Insecurity, in its different frightening guises, continues to dominate the headlines and the national discourse agenda. Only last week, banditry and kidnapping returned with a bang to the front burner in the South-West region with the abduction, mercifully for a few days, of eminent Political Science Professor, Adigun Agbaje, on the outskirts of Ibadan, and several passengers on the Abeokuta-Lagos Road. Elsewhere in the country, particularly in Niger State, all hell was let loose as terrorists waxed the ever dangling axe of violent kidnapping and a spree of murderous disorder. Despite the offensive of law enforcement, presumably with a view to securing the country for the 2023 elections, total victory remains somewhat elusive.

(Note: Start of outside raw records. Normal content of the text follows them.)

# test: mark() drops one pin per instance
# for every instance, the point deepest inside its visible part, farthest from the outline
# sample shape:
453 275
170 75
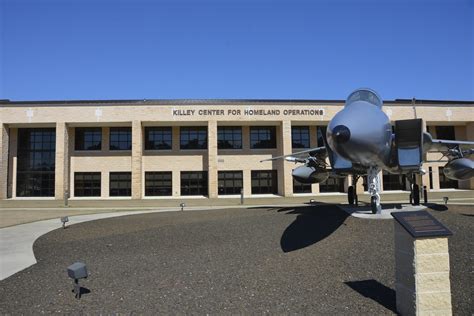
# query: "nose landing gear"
373 181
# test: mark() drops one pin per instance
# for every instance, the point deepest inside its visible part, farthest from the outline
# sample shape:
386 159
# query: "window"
193 182
120 184
445 132
158 183
263 137
193 138
229 137
230 182
321 134
36 162
445 182
332 185
88 138
393 181
264 182
87 184
299 187
158 138
300 137
120 138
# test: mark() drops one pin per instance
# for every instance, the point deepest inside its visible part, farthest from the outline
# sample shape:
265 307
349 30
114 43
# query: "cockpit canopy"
365 95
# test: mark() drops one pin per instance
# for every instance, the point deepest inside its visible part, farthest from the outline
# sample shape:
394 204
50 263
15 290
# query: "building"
173 148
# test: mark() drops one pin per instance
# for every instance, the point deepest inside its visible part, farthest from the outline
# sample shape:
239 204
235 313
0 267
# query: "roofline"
8 102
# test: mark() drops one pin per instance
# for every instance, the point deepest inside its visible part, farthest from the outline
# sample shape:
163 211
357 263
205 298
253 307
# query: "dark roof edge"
211 102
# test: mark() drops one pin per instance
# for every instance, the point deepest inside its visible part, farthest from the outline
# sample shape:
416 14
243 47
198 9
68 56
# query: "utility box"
77 271
421 264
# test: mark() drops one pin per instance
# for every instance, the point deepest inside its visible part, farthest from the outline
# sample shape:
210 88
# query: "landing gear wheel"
373 204
350 195
416 194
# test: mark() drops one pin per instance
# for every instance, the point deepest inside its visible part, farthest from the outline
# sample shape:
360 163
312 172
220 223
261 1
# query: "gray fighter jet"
360 141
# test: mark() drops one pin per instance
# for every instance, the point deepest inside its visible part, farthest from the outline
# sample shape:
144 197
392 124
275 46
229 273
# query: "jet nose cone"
341 134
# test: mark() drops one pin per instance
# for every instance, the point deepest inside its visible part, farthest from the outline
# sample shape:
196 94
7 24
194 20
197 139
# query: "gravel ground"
307 260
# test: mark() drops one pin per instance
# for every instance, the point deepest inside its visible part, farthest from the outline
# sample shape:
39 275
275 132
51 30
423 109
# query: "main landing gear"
415 191
352 197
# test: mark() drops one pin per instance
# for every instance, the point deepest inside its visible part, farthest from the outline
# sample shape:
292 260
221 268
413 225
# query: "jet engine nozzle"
341 134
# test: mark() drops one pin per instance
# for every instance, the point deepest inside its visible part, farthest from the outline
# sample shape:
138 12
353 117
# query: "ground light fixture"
77 271
64 220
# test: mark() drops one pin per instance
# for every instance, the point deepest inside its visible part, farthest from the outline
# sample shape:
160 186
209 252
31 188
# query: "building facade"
187 148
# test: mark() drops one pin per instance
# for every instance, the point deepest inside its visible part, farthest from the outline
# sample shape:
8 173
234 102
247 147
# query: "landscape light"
77 271
64 220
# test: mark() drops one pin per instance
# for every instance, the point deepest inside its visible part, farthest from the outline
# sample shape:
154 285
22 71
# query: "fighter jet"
360 141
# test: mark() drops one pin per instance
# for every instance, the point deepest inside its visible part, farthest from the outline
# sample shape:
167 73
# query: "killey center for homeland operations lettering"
247 112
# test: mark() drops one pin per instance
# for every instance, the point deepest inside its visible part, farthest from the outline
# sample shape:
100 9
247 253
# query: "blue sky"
104 49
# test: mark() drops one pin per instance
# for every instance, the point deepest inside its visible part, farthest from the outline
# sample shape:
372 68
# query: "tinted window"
120 138
194 183
230 182
229 137
88 138
264 182
393 181
158 184
445 182
299 187
36 162
321 134
158 138
120 184
300 137
332 185
263 137
445 132
87 184
193 138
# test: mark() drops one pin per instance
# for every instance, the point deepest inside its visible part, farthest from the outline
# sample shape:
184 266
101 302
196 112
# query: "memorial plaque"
421 224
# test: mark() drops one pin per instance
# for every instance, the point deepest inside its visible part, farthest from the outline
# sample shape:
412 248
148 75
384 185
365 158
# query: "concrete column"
12 162
212 158
468 184
422 274
61 181
137 152
285 180
4 143
247 181
176 183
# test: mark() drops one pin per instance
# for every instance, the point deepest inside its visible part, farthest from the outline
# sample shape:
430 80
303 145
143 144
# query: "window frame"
127 131
193 188
154 190
298 131
36 162
255 134
202 142
166 132
119 191
224 176
80 191
257 190
80 139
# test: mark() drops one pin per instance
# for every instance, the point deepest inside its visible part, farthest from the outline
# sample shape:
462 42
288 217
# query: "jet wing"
317 151
452 148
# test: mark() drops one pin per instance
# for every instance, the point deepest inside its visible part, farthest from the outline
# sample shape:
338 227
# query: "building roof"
6 102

Given this tumultuous background, the recent bashing of state governors by former Bauchi State Governor, Isa Yuguda, from whom the opening quote is sourced, deserves more than casual inspection. For instance, while governors in the northern states at a recent meeting called for the introduction of state police, Yuguda blamed the governors as well as exonerated the President, Major General Muhammadu Buhari (retd.), and the Federal Government. True, one wishes that the governors had made their position loud and clear a long time before now. Nonetheless, it is hard to justify or uphold Yuguda’s remark, which put the governors on the spot by asking them to spend their entire budget on insecurity and then go cap in hand to Buhari to beg him for billions of naira to carry out other essential governance tasks. It would be interesting to know if this was how Yuguda ran Bauchi State when he was governor; and even if that were so, it would be doubtful if that could be the basis of a constructive governance model for all the state governors in the country.